他們往往能以少勝多,這才是他真正的意思。
I think the quote is, constraint is the mother of innovation, something like that.
我記得有一句話是這樣說的:約束是創新之母。
But not everybody thinks it's just conspiracy theories and the end of U.S. tech companies.
但並非所有人都認為這只是陰謀論和美國科技公司的末日。
Dionne LeCun, the head of Meta's AI division, who is a big proponent of open source, has this to say.
Meta 公司人工智能部門的負責人 Dionne LeCun 是開放源代碼的忠實擁護者。
To people who see the performance of DeepSeek and think China is surpassing the U.S. in AI, you are reading this wrong.
如果有人看到 DeepSeek 的表現就認為中國在人工智能領域超越了美國,那你就大錯特錯了。
The correct reading is open source models are surpassing proprietary ones.
正確的解讀是開源模式正在超越專有模式。
DeepSeek has profited from open research and open source, e.g.
DeepSeek 從開放研究和開放源代碼中獲益匪淺,例如
PyTorch and Lama from Meta.
來自 Meta 的 PyTorch 和 Lama。
They came up with new ideas and built them on top of other people's work.
他們提出新的想法,並將其建立在其他人的工作之上。
Because their work is published in open source, everyone can profit from it.
因為他們的作品是以開放源代碼的形式發佈的,每個人都可以從中獲利。
That is the power of open research and open source.
這就是開放研究和開放源代碼的力量。
And I could not agree more.
我完全同意。
This is a huge win for open source.
這是開放源代碼的巨大勝利。
This is going to allow many companies to start competing with the closed frontier models by having open source, state-of-the-art models.
這將使許多公司開始通過開源、最先進的模式與封閉的前沿模式競爭。
This story is still unfolding.
故事仍在繼續。
It has been crazy to watch the AI industry react to the news that essentially everything that they thought might actually be changing right now.
人工智能行業對這一消息的反應令人抓狂,因為他們所認為的一切現在都可能發生改變。
So what do you think?
你怎麼看?
Do you think they have more GPUs than they're leading on?

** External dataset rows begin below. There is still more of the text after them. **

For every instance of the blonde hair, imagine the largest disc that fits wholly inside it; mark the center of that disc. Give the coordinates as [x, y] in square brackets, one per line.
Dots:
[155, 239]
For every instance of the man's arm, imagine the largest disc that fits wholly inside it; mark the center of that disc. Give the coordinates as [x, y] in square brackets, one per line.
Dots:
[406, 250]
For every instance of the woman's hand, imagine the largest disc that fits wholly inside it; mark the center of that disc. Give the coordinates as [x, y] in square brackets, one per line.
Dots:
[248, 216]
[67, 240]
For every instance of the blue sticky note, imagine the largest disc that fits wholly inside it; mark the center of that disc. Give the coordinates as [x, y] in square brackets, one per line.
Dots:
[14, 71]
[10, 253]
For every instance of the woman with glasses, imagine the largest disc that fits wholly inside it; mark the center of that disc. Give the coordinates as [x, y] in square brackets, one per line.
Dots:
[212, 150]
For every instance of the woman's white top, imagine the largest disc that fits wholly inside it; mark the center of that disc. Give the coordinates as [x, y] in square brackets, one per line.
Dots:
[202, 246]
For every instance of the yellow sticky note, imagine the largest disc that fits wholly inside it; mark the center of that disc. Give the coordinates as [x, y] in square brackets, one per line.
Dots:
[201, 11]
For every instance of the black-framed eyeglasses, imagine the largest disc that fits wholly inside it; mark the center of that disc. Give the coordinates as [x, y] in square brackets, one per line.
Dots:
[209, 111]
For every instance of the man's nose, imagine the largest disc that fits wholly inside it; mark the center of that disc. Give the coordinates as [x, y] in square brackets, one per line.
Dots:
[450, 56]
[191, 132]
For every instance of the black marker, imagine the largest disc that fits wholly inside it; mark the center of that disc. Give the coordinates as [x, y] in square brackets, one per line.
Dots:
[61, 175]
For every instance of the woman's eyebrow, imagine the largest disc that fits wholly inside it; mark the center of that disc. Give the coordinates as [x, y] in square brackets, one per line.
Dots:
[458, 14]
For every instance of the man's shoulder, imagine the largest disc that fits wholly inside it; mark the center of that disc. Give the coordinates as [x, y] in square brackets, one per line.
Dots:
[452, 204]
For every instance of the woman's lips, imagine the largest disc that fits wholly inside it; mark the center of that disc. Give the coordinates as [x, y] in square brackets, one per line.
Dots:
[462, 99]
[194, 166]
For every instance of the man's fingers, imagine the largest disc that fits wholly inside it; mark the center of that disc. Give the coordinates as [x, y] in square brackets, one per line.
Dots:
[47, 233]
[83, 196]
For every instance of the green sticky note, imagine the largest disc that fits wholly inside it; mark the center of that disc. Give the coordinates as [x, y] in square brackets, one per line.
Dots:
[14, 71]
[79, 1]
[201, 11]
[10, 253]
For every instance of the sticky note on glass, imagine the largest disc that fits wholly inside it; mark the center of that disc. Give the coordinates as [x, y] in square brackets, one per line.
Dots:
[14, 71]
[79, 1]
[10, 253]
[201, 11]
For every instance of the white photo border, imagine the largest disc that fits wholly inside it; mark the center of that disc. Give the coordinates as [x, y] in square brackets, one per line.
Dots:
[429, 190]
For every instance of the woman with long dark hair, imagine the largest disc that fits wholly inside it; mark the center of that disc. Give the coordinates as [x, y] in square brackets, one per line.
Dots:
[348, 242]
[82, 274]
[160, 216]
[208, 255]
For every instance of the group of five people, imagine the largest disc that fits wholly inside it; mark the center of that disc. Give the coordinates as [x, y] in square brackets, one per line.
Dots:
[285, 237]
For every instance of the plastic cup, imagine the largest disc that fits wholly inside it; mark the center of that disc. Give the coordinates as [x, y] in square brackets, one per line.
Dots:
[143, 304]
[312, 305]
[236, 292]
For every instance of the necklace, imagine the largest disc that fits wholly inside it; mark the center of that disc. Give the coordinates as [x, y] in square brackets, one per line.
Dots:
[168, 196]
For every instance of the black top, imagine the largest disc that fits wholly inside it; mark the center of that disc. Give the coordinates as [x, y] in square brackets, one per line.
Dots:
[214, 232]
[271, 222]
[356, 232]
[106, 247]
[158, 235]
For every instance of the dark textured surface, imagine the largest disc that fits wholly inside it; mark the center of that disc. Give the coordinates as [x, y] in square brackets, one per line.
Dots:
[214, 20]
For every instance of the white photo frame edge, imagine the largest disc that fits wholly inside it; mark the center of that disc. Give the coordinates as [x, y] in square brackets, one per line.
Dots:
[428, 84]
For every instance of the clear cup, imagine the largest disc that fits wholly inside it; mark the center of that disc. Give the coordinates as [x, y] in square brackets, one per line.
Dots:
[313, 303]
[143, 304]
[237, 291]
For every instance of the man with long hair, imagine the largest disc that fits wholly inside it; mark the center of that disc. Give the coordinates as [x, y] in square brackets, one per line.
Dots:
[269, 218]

你認為他們擁有的 GPU 數量比他們領先的數量多嗎?
Do you think that they were able to basically come up with this amazing efficiency with just a handful of people as a side project?

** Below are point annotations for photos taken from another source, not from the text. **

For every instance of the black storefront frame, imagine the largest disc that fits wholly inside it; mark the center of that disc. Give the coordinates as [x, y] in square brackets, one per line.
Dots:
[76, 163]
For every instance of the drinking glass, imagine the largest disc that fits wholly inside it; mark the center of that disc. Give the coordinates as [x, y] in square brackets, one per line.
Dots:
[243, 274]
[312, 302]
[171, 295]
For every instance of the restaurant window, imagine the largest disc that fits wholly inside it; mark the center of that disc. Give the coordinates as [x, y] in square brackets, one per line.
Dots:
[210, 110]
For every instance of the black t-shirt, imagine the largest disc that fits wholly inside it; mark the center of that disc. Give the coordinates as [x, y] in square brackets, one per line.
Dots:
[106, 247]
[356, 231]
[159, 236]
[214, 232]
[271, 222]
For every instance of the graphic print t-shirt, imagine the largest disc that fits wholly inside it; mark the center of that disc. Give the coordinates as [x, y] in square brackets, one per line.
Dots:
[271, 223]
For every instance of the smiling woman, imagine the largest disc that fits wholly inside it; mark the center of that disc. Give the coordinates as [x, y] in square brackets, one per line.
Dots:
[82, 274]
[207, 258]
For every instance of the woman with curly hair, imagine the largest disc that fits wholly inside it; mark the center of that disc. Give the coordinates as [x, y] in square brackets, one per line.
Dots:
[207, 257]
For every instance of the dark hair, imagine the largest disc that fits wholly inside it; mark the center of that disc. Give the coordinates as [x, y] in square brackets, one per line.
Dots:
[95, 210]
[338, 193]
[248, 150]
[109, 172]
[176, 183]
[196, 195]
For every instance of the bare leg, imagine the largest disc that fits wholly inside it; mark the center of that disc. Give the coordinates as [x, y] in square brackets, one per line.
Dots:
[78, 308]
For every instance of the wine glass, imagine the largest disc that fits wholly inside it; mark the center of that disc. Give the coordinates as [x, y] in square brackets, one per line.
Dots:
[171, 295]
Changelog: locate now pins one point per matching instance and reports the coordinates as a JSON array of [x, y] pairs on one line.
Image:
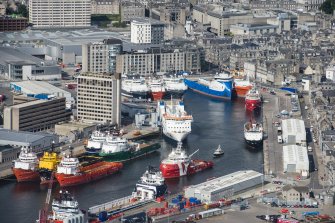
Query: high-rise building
[[99, 98], [146, 30], [100, 57], [60, 13]]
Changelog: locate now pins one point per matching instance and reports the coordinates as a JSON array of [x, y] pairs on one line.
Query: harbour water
[[215, 122]]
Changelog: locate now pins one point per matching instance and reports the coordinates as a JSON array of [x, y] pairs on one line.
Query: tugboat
[[253, 100], [253, 133], [118, 149], [25, 167], [69, 172], [151, 185], [94, 144], [65, 209], [218, 152], [179, 164], [48, 163]]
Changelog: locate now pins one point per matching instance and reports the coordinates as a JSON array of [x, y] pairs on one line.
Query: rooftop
[[36, 87], [21, 136], [227, 180]]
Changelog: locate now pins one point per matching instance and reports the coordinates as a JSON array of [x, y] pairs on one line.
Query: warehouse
[[294, 131], [295, 160], [225, 186]]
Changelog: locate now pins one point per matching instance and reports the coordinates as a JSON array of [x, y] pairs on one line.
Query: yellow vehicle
[[48, 163]]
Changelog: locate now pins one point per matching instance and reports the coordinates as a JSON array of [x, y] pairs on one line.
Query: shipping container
[[212, 212]]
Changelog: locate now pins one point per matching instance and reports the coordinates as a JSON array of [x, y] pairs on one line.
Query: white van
[[280, 139]]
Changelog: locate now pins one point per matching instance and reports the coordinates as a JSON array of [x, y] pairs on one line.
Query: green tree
[[328, 6]]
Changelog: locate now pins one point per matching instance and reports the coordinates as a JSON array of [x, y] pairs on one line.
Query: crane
[[44, 212]]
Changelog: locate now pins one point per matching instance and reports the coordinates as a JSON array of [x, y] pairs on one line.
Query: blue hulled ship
[[221, 86]]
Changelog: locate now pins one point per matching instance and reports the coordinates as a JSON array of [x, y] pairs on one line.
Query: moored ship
[[47, 164], [120, 149], [134, 88], [179, 164], [70, 173], [253, 100], [174, 86], [253, 133], [65, 209], [25, 167], [157, 90], [220, 87], [175, 121], [94, 143], [242, 87]]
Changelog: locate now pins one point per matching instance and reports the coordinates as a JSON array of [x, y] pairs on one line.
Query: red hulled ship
[[180, 164], [69, 172], [25, 167], [253, 100], [157, 89], [242, 87]]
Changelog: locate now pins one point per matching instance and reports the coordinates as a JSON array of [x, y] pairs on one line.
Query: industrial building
[[18, 65], [99, 98], [36, 115], [38, 142], [41, 90], [294, 131], [225, 186], [295, 160], [60, 13]]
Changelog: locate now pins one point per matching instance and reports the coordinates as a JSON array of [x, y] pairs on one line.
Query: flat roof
[[21, 136], [38, 87], [227, 180]]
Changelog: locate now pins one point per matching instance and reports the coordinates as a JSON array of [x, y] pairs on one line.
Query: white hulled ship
[[25, 167], [151, 185], [175, 121], [253, 133], [94, 144], [174, 86]]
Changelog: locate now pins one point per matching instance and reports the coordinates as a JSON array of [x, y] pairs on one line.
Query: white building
[[295, 160], [330, 73], [294, 131], [225, 186], [99, 98], [144, 30], [60, 13]]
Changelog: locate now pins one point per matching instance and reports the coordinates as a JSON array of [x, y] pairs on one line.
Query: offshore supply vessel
[[120, 149], [175, 121], [220, 87], [25, 167], [70, 173], [47, 164], [180, 164]]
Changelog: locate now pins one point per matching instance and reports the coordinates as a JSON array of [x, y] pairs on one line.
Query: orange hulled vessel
[[253, 100], [25, 167], [242, 87], [70, 173], [179, 164]]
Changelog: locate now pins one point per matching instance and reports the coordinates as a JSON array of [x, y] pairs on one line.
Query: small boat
[[218, 152]]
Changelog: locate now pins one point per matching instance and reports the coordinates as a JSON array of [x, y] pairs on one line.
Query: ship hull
[[129, 155], [205, 90], [251, 105], [26, 175], [156, 96], [135, 94], [242, 91], [89, 173], [175, 170]]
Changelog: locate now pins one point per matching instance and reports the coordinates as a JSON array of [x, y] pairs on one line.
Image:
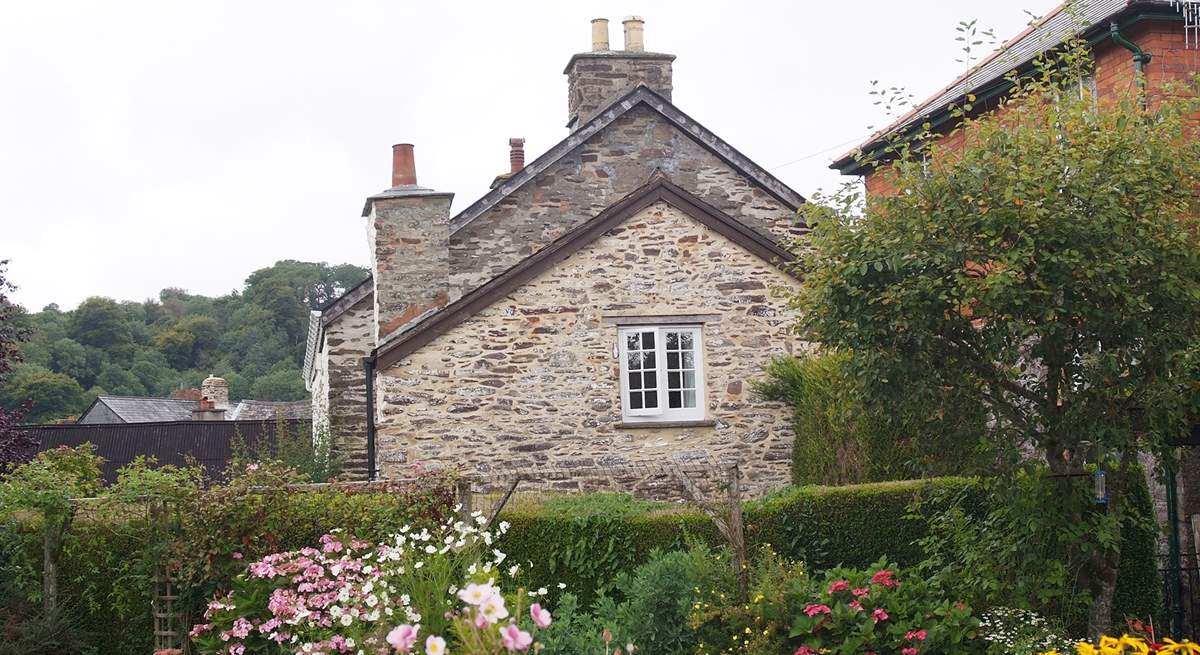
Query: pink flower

你是否認為,作為一個副項目,他們僅靠幾個人就能實現如此驚人的效率?
Did China just jump into the lead of AI?
中國是否剛剛躍居人工智能的領先地位?
Or is this just a great gift to the world because it is open sourced?
還是說,這只是因為它是開源的,所以是送給世界的一份大禮?
I'm going to continue following up on this story.
我會繼續跟進這個故事。
I am enthralled with it.
我為它著迷。
I am absolutely fascinated by what's happening right now in the world and I hope I broke it down for you well.
我對當前世界上發生的事情非常著迷,我希望我能夠很好地為你們分析一下。
If you enjoyed this video, please consider giving a like and subscribe and I'll see you in the next one.
如果您喜歡這段視頻,請點贊、訂閱,我們下期再見。